This is not a normal novel with a plot and a handful of main characters. It’s about 400 years of Serbian history, as refracted through a magnificent stone bridge which was completed in 1571. The bridge changes everything for the people in the otherwise unremarkable town of Drina. Trade and armies flow over it, lovers have assignations, it’s used for executions. Ivo Andric’s book is like the imperturbable river under the bridge, he is going to flow through his 400 years at a slow but steady speed. He finds interesting and illuminating anecdotes here and there, and characters appear, last for ten pages, then drift downstream. This is the method.

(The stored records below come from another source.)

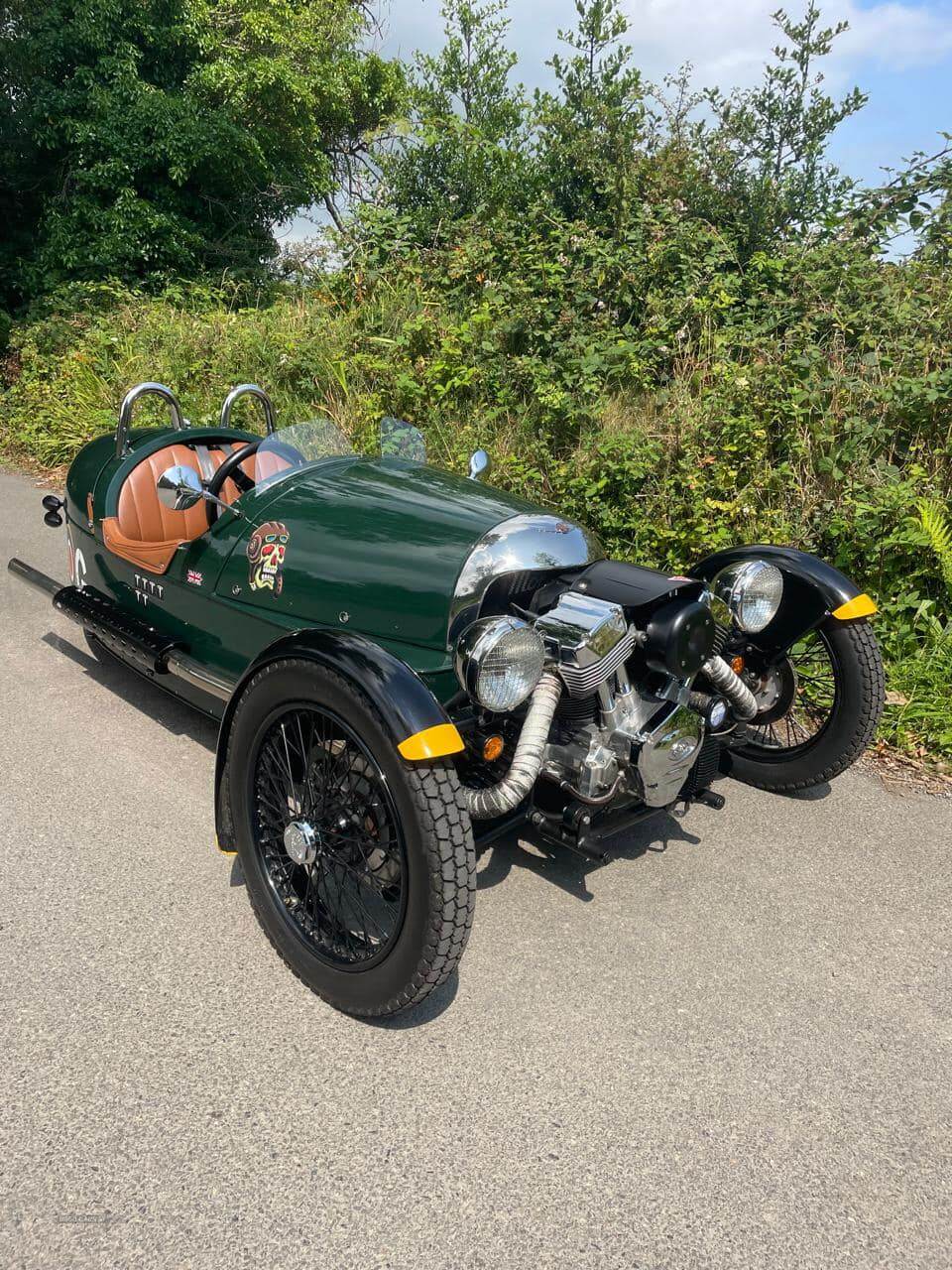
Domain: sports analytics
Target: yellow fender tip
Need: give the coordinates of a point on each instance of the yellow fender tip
(860, 606)
(431, 743)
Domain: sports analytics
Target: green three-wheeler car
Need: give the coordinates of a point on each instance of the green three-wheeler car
(407, 663)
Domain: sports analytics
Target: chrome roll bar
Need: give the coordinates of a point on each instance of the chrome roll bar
(140, 390)
(248, 390)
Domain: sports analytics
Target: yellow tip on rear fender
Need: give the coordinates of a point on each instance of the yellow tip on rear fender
(431, 743)
(860, 606)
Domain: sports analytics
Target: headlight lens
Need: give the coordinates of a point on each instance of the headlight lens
(499, 662)
(752, 590)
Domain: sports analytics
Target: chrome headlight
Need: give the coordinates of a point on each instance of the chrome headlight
(753, 590)
(499, 661)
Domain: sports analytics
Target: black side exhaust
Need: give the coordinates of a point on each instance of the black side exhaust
(130, 638)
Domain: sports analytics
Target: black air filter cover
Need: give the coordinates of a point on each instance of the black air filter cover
(680, 638)
(631, 585)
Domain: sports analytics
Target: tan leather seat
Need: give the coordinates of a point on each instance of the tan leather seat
(145, 531)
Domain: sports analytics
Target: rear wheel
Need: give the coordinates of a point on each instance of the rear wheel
(359, 866)
(819, 708)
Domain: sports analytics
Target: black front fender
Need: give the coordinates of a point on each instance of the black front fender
(416, 721)
(812, 590)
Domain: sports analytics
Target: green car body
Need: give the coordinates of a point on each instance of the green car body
(407, 663)
(375, 547)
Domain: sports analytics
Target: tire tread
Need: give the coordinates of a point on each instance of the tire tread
(451, 856)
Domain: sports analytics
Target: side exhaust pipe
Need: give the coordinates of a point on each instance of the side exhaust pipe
(527, 761)
(132, 640)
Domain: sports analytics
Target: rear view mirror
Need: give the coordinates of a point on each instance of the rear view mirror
(480, 465)
(179, 488)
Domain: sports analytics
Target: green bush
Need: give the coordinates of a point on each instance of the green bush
(802, 399)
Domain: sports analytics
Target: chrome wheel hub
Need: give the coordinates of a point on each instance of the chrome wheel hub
(301, 842)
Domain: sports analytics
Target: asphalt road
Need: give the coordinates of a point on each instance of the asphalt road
(729, 1048)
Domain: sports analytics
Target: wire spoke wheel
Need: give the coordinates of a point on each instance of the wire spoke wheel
(805, 689)
(329, 837)
(817, 708)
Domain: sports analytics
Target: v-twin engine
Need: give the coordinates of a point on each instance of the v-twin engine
(633, 738)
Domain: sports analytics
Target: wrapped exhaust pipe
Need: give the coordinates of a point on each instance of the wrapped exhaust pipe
(724, 679)
(527, 761)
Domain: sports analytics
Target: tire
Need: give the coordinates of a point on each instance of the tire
(416, 812)
(856, 707)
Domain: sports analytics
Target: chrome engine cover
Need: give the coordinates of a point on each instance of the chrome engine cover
(652, 739)
(667, 752)
(589, 640)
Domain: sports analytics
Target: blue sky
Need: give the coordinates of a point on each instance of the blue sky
(897, 51)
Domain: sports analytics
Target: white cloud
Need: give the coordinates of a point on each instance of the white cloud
(728, 41)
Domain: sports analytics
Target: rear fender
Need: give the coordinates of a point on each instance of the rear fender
(812, 590)
(416, 722)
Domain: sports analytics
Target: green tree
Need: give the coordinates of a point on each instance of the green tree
(592, 131)
(466, 151)
(769, 150)
(151, 141)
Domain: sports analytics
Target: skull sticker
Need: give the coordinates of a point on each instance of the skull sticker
(266, 557)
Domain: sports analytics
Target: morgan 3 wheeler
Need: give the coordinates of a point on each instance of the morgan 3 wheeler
(407, 663)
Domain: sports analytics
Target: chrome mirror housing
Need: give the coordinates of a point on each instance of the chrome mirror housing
(179, 488)
(480, 465)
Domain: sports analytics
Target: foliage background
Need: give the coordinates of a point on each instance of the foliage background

The building of the bridge by Ottoman engineers (it took five years) was like a disaster for the townspeople – men were pressed into service, often without pay, everyone’s life was upended, so a couple of radicals decided to sabotage the whole thing. They were caught and there was an excruciating detailed account of the execution by impaling of the main saboteur. That got my attention. It was hair-raising. So I thought I was going to like this book – give me a gruesome impaling and I’ll follow you anywhere – but all the other tales of the town that Andric picked out just seemed a little on the dull side, and his unvarying and totally humourless prose did not help at all. Two hundred pages later the only thing I could remember was the guy who got impaled.

I freely concede that everyone is right about this book and I am wrong.